Pas d’avancée sur la question des chars lourds, réclamés par l’Ukraine, mais que les alliés de cette dernière rechignent à lui livrer. Le président ukrainien Volodymyr Zelensky avait encouragé les pays occidentaux à renforcer leur soutien militaire, avant la réunion de Ramstein, convoquée à l’initiative des États-Unis. C’est oui pour une nouvelle livraison de missiles, de munitions, de blindés légers, mais les promesses s’arrêtent là, a-t-on appris à l’issue du rendez-vous.

Une réunion importante se déroulait vendredi sur la base américaine de Ramstein, en Allemagne, où les alliés de l’Ukraine, les pays amis de Kiev, se sont retrouvés pour parler d’armement militaire.

Plus de matériel, plus d’armement, plus de soutien face à l’armée russe ; c’est la ligne poussée par les Américains, qui recevaient pour l’occasion les représentants d’une cinquantaine de pays.

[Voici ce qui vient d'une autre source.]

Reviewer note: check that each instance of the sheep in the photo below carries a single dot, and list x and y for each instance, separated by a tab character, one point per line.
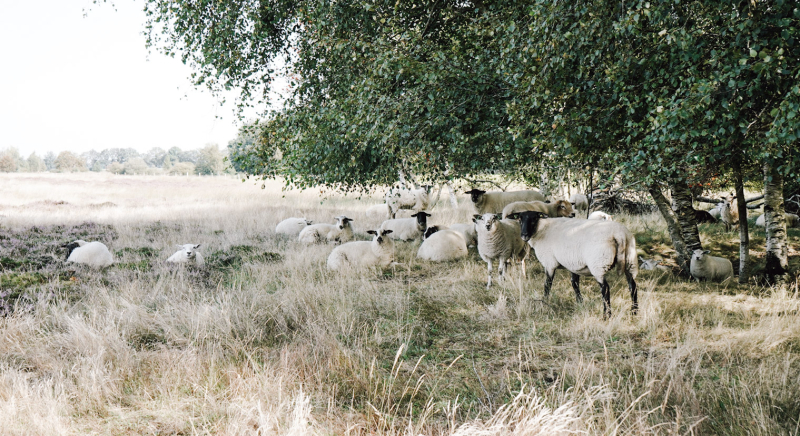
187	253
416	199
379	211
494	202
339	232
579	202
406	229
364	254
583	247
94	254
292	226
602	216
443	245
703	267
560	208
499	239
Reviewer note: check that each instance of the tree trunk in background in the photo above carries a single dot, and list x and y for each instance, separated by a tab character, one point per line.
684	215
672	226
744	231
775	222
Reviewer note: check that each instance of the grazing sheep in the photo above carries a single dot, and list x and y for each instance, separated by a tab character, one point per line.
714	268
584	248
364	254
443	245
341	231
560	208
94	254
579	202
406	229
494	202
292	226
187	253
499	239
416	199
379	211
597	215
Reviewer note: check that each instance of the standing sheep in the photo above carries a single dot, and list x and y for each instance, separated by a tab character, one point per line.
292	226
499	239
559	208
364	254
703	267
584	248
341	231
94	254
494	202
187	253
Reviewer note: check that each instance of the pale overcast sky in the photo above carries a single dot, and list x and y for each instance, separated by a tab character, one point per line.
76	83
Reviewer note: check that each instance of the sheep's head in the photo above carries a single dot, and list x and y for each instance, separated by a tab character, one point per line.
475	194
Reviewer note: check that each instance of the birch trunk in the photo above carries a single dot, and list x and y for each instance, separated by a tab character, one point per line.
775	223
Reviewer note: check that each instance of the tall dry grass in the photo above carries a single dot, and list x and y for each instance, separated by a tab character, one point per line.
257	343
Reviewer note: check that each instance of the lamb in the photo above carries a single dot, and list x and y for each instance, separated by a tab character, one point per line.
339	232
187	253
443	245
416	199
579	202
292	226
584	248
499	239
494	202
597	215
364	254
94	254
406	229
560	208
703	267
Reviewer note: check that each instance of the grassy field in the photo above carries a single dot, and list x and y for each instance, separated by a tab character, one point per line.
265	340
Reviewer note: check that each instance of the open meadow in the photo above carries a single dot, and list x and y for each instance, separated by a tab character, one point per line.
265	340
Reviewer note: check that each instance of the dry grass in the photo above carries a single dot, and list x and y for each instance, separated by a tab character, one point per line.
265	340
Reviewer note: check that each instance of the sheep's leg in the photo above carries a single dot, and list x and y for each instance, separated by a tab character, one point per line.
576	286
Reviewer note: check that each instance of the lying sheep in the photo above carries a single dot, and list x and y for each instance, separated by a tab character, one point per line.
406	229
579	202
560	208
494	202
364	254
187	253
416	199
499	239
94	254
703	267
584	248
292	226
443	245
597	215
341	231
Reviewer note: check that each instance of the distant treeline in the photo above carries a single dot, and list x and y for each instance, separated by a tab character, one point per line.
207	160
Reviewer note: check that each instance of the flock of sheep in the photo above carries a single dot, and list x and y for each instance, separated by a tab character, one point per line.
505	227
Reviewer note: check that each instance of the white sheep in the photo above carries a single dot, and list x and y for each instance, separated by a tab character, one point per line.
364	254
494	202
406	229
187	253
416	199
602	216
579	202
341	231
94	254
559	208
704	267
499	239
292	226
584	248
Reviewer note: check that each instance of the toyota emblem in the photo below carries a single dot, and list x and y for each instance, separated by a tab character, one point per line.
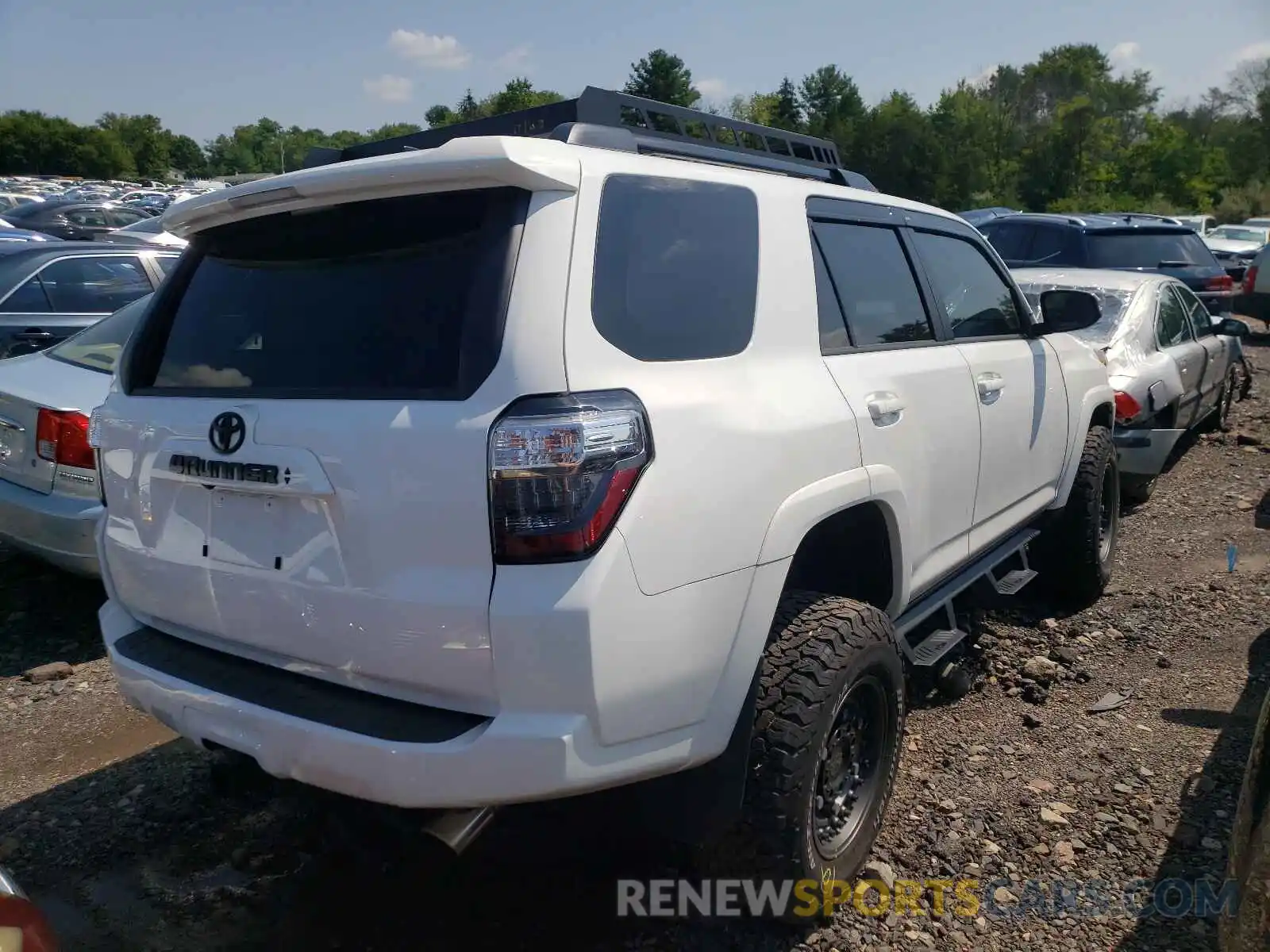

Au cœur des discussions, la livraison de chars – de chars lourds – à l’armée ukrainienne. Mais malgré les suppliques de Kiev, toujours pas de véhicules Abrams ou Leclerc venus de Washington ou Paris, et pas de mouvement non plus au sujet des Leopard 2 détenus par l’Allemagne.

En somme, beaucoup de bruit pour rien. Et c’est chacun de son côté qu’Allemands, Polonais et Américains se sont présentés à la presse après la réunion.

Washington prié de montrer la voie

Le débat n’est toujours pas tranché, à Berlin. Impossible, selon le nouveau ministre allemand de la Défense, Boris Pistorius, de dire quand une décision sera prise et quelle en sera la nature.

Mais ce qui ressemble à un échec diplomatique ne veut pas dire que les Ukrainiens ne recevront jamais de chars de combat Leopard 2.

L’Allemagne a par ailleurs fait un petit pas en direction des Ukrainiens à Ramstein, en annonçant vouloir se livrer rapidement à un état des lieux des stocks disponibles. Boris Pistorius : « J’ai demandé ce matin à mes équipes de dresser un inventaire des différents modèles de chars Leopard qui sont aux mains de nos forces de défense comme de l’industrie en mettant tout particulièrement l’accent sur la compatibilité de nos systèmes avec ceux que possèdent nos partenaires ainsi que leur disponibilité. Ça ne prédispose d’aucune décision. C’est une préparation en vue d’un jour qui pourrait venir. »

Berlin a aussi annoncé l’envoi d’un milliard d’euros d’aide militaire supplémentaire à l’Ukraine – soit 3,3 milliards d’euros depuis le début de la guerre. Mais, pressé par de nombreux alliés d’en faire plus pour les Ukrainiens, M. Pistorius temporise. Nous n’hésitons pas, dit-il, nous pesons « le pour et le contre ».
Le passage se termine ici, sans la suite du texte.